GPW was commissioned to ascertain the veracity of the conversation between Imedi TV’s Managing Director Giorgi Arveladze and his deputy Eka Tsamalashvili by Davit Gamkrelidze, leader of the New Rights Party, which is part of the Alliance for Georgia. The recording of conversation, which supposedly took place before the fake report aired, was posted on a Russian-language website on March 15, two days after the report was broadcast. Both Arveladze and Tsamalashvili had previously acknowledged that it is their voices which can be heard in the recording but claimed that the tape itself was a fabrication. Both said that the recording was a montage of several separate conversations made simply to implicate President Saakashvili in making the fake report. Arveladze said that it was made by the Russian special services at a sensitive political period to fuel anti-Government sentiments. Lawmakers from the ruling party took the same position, rejecting calls for a Parliamentary probe.
GPW's report on the tape, which was presented by Alliance for Georgia on April 26, says that Isabel Picornell, a certified fraud examiner, and Donald Rayfield, Professor Emeritus of Russian and Georgian Studies at Queen Mary College in London had been hired to make a forensic linguistic examination of the tape. “Picornell and Rayfield have concluded that the conversation is genuine. The overall lexical linking is consistent with a single conversation and both experts have discounted claims that the recording is a montage,” the report reads. It also concludes however that there are some inconsistencies in the recorded conversation suggesting that it may have been tampered with. “These inconsistencies may point to a deletion of parts of the recording, but there is no evidence of insertions or additions,” it says. The experts noted that “the inconsistencies all occur during the part of the conversation where Mikheil Saakashvili is referenced.”
In the conversation Arveladze mentions “Misha” – a short form of the name Mikheil, and the name by which President Saakashvili is usually referred to - twice. He tells his interlocutor that “Misha” wants the fake report to be aired without any warning to viewers. Arveladze brings up “Misha” after his deputy Tsamalashvili warns her boss that airing the fake report without a warning would be a violation of the law on broadcasting. “Both Picornell and Rayfield believe that the conversation is genuine, although inconsistencies might point to interferences with the recording. However, as Rayfield has stated, even these inconsistencies can be explained without compromising the integrity of the recording,” the report says.

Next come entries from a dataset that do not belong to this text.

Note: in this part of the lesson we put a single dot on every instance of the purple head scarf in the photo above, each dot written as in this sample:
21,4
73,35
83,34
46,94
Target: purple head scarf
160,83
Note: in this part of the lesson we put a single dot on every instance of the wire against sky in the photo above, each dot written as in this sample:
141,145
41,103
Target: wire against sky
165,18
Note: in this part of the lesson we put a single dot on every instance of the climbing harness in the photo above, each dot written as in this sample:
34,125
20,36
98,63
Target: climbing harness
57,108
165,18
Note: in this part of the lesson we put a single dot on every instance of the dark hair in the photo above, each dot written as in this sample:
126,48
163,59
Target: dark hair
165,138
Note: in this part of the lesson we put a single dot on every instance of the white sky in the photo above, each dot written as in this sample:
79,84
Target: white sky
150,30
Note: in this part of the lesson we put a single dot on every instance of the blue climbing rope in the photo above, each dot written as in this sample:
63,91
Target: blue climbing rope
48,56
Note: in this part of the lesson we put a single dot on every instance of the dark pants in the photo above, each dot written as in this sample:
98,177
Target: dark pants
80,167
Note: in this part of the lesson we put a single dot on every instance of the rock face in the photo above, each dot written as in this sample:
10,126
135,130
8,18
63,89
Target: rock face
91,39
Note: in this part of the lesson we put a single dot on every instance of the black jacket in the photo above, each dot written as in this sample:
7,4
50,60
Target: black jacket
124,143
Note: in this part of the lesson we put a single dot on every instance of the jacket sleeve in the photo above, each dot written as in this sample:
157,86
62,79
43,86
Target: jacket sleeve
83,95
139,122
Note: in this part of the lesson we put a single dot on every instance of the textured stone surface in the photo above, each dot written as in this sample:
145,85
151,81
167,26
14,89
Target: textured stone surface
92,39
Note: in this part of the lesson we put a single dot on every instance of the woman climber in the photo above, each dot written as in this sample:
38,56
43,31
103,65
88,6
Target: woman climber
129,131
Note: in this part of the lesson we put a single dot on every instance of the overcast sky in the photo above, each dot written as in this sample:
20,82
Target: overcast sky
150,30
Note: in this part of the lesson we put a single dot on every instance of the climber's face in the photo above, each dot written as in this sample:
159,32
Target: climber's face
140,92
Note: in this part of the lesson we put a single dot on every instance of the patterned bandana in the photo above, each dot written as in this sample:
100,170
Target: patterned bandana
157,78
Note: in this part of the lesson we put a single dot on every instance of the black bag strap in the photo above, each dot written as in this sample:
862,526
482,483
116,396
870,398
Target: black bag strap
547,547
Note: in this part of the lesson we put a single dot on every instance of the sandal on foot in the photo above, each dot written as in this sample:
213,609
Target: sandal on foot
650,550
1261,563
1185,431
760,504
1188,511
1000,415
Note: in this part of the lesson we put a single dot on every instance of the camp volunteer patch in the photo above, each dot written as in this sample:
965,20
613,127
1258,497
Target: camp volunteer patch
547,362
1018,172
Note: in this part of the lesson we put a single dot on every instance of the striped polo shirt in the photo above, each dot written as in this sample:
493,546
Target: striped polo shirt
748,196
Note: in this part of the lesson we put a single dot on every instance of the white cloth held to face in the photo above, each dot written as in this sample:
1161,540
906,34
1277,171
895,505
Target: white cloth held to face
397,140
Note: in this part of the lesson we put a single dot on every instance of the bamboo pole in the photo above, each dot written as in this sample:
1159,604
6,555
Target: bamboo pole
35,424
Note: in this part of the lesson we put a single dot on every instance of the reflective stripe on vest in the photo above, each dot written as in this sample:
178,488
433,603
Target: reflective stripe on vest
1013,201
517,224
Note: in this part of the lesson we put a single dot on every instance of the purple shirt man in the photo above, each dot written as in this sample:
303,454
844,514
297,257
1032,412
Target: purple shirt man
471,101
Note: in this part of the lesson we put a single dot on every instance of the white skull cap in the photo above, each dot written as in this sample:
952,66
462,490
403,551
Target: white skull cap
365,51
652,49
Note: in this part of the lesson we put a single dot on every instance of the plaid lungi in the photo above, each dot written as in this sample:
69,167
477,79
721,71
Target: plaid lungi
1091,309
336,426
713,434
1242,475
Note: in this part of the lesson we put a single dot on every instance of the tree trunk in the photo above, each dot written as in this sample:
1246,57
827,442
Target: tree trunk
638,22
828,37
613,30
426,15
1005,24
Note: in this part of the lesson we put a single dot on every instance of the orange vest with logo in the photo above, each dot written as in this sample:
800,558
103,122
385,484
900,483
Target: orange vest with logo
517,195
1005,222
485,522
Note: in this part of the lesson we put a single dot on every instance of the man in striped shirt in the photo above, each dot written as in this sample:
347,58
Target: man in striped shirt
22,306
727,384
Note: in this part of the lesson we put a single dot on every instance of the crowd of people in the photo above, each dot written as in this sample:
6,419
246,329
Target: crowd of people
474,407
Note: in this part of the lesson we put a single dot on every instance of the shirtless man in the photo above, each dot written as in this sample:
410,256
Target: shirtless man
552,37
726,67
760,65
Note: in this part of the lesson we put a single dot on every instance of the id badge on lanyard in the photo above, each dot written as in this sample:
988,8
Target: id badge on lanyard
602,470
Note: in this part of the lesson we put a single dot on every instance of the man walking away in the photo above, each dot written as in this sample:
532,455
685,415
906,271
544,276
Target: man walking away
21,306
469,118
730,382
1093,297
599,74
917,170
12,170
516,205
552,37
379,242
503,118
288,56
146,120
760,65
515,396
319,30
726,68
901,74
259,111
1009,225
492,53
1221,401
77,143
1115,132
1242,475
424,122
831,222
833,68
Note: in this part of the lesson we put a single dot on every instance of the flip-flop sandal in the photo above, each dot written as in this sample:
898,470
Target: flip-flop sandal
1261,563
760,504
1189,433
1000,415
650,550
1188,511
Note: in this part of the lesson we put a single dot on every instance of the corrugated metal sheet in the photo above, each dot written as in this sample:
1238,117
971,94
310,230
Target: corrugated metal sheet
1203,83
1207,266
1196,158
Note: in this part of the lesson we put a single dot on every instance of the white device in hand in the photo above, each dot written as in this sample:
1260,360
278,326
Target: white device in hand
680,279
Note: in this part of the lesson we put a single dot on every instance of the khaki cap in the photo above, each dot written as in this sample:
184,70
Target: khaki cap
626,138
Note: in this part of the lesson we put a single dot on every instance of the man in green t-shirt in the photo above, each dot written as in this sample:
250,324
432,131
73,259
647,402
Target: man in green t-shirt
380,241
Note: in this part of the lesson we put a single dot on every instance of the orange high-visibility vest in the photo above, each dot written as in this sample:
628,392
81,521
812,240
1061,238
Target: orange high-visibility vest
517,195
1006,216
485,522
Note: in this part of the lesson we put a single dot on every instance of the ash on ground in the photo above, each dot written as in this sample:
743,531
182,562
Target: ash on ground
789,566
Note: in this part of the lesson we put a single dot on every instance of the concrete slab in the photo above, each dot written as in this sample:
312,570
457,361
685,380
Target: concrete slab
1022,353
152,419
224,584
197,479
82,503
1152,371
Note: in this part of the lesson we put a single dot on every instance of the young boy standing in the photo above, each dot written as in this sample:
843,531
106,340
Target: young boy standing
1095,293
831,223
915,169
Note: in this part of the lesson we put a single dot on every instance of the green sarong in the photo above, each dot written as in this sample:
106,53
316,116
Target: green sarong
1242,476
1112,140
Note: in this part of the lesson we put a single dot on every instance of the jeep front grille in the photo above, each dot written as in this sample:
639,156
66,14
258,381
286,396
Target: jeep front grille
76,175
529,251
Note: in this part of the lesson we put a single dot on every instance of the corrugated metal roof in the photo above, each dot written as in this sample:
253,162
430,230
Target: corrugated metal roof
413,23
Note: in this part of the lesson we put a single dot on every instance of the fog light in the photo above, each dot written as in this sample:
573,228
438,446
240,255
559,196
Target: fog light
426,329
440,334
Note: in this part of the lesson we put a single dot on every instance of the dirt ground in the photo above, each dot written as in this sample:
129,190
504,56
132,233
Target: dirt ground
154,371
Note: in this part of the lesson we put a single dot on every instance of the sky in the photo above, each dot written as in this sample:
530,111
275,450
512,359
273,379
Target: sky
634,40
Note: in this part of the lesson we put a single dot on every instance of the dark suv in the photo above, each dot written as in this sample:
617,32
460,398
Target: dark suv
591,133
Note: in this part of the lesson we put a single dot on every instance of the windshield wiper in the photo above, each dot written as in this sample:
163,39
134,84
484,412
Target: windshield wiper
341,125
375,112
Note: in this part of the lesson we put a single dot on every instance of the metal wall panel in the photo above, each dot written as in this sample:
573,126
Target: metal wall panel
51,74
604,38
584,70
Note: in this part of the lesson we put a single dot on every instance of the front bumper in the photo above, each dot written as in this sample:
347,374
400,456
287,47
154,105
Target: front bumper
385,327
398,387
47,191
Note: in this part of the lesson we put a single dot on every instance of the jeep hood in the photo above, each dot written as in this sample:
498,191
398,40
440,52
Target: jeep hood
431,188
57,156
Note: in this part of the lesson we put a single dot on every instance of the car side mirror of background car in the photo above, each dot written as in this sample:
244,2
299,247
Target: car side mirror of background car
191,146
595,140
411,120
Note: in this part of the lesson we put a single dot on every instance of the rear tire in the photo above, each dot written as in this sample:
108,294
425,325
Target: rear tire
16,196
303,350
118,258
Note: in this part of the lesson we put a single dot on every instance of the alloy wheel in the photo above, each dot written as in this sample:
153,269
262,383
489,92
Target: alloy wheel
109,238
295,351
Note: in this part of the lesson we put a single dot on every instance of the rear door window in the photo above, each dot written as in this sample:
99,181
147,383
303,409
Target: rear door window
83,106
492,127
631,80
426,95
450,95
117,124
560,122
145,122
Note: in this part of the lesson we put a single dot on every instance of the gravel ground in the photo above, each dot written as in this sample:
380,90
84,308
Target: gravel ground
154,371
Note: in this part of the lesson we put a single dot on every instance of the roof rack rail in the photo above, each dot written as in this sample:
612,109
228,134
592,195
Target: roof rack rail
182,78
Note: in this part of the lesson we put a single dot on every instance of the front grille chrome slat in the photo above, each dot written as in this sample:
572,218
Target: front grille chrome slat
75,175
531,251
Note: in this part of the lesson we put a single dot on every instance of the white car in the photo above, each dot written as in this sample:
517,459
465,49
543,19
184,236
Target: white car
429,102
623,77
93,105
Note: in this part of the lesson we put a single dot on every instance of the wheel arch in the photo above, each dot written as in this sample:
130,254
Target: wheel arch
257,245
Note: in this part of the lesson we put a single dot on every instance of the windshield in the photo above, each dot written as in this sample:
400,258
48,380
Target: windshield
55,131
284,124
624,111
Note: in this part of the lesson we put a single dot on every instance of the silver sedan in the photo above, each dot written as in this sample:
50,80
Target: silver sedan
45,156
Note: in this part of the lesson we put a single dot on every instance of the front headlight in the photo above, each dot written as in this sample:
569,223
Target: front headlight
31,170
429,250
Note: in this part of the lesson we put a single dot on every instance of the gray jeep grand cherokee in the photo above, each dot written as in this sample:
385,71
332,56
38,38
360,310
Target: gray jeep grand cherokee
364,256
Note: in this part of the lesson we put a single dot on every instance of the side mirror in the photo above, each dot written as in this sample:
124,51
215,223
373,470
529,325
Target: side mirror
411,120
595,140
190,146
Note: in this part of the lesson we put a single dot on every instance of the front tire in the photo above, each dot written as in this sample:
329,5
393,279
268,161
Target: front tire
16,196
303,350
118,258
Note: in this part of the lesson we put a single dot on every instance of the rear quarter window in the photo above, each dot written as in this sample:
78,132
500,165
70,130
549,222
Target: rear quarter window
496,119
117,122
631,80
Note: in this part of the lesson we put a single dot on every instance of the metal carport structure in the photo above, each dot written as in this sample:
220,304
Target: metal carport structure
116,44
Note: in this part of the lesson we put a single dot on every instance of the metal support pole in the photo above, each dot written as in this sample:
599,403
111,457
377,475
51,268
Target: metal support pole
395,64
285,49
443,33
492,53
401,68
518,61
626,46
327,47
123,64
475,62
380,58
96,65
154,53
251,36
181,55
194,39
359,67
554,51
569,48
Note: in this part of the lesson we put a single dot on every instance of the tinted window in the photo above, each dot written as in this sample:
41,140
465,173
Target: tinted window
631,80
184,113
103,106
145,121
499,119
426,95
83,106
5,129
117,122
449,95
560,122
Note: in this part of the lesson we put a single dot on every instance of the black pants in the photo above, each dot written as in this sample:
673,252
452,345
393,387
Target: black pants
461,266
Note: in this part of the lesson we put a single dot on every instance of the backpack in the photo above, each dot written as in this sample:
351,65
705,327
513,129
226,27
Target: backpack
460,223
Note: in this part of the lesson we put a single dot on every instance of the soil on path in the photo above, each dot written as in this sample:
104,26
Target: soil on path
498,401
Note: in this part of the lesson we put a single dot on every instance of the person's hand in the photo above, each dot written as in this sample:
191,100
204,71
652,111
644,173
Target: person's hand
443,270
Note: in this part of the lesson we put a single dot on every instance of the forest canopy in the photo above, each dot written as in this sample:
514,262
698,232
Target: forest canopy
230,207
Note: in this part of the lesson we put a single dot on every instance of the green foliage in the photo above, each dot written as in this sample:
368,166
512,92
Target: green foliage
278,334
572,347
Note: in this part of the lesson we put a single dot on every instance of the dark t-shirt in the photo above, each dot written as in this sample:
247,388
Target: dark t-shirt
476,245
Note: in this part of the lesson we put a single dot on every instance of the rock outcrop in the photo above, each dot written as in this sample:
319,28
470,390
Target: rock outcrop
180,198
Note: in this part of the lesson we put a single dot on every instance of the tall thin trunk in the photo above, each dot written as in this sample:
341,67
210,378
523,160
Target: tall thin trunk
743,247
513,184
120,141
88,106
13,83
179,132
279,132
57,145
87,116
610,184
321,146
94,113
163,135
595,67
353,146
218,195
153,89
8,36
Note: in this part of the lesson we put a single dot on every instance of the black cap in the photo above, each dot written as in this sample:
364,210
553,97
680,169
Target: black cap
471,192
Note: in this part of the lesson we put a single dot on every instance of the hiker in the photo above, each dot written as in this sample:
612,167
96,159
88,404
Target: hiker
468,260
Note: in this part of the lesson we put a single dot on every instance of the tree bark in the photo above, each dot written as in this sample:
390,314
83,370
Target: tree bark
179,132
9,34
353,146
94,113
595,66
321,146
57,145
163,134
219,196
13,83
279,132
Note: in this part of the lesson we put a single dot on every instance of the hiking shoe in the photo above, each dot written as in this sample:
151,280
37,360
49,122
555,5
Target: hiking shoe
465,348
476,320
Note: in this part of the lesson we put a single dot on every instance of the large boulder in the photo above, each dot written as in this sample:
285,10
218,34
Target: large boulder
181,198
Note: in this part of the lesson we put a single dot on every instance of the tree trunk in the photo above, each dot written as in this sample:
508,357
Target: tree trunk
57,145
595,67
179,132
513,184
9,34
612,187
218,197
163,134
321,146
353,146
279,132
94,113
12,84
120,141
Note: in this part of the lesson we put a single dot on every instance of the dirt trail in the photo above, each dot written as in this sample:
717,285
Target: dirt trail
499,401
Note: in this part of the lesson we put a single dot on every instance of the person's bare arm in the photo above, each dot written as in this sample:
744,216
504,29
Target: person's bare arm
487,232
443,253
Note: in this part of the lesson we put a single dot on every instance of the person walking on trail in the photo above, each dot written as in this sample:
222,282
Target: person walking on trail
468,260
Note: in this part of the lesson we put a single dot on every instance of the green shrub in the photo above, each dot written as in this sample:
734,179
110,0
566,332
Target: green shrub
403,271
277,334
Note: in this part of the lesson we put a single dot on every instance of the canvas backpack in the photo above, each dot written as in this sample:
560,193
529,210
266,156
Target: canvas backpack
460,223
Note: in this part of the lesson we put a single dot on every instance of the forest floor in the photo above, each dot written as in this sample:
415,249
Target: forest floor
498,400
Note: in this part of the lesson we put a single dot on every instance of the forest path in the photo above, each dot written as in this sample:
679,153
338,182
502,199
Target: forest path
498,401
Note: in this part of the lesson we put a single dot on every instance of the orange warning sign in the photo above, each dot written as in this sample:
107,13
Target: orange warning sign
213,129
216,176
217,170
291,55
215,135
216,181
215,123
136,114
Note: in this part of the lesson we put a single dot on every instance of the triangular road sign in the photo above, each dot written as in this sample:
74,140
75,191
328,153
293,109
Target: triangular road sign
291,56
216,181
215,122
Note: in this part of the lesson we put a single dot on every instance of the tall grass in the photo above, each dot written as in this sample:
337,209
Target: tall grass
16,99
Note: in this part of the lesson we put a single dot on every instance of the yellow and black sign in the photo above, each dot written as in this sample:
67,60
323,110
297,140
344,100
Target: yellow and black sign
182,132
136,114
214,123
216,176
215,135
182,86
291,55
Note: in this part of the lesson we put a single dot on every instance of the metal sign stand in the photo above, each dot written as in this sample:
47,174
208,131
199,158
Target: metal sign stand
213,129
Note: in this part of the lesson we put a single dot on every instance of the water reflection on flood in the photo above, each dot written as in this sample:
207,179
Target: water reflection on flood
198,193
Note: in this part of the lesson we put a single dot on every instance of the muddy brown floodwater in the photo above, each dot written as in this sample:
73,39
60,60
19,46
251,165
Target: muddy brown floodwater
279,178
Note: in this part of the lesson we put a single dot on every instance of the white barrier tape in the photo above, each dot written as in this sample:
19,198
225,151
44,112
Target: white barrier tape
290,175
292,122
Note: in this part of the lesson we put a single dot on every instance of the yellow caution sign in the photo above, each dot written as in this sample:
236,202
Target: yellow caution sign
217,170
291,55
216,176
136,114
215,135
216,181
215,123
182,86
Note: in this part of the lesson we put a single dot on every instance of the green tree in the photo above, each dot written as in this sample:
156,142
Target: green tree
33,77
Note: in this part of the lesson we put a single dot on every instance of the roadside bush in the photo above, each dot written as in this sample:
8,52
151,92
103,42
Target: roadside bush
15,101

The report focuses on the forensic linguistic examination of the recording rather than on its technical aspects. It does however say that experts from London-based firm BSB Forensics have also examined the technical content of the recording, in which each speaker is recorded on a separate channel. “This and other technical factors strongly indicate that the recording was an intercept made at a main exchange,” the report reads without giving details of these “other technical factors”.
During the presentation of the GPW report leaders of the Alliance for Georgia told reporters that the Georgian Prosecutor’s Office should launch an investigation into the case. Davit Usupashvili, leader of the Republican Party, also part of the Alliance for Georgia, said that Arveladze had violated number of clauses of the criminal code, in particular by obstructing the professional activities of a journalist, obstructing entrepreneurship and undertaking illegal entrepreneurship. Usupashvili claimed that Arveladze, despite knowing that airing the fake report without warning captions would be a violation of the law and would harm Imedi TV insisted on doing that. He also said that President Saakashvili had violated the Constitution through his involvement in this affair, specifically the clause which states that “interference in the creative process and censorship in the field of creative activity shall be impermissible” and the clause stating that “the mass media shall be free and censorship of it shall be impermissible.”
“We should take responsibility and initiative concrete legal action to bring this case to an end,” said Irakli Alasania, leader of Alliance for Georgia, who is running for Tbilisi Mayor. “This fake broadcast traumatised the public, it created psychological trauma… Taking action and bringing this case to its conclusion is a matter of national dignity,” he said.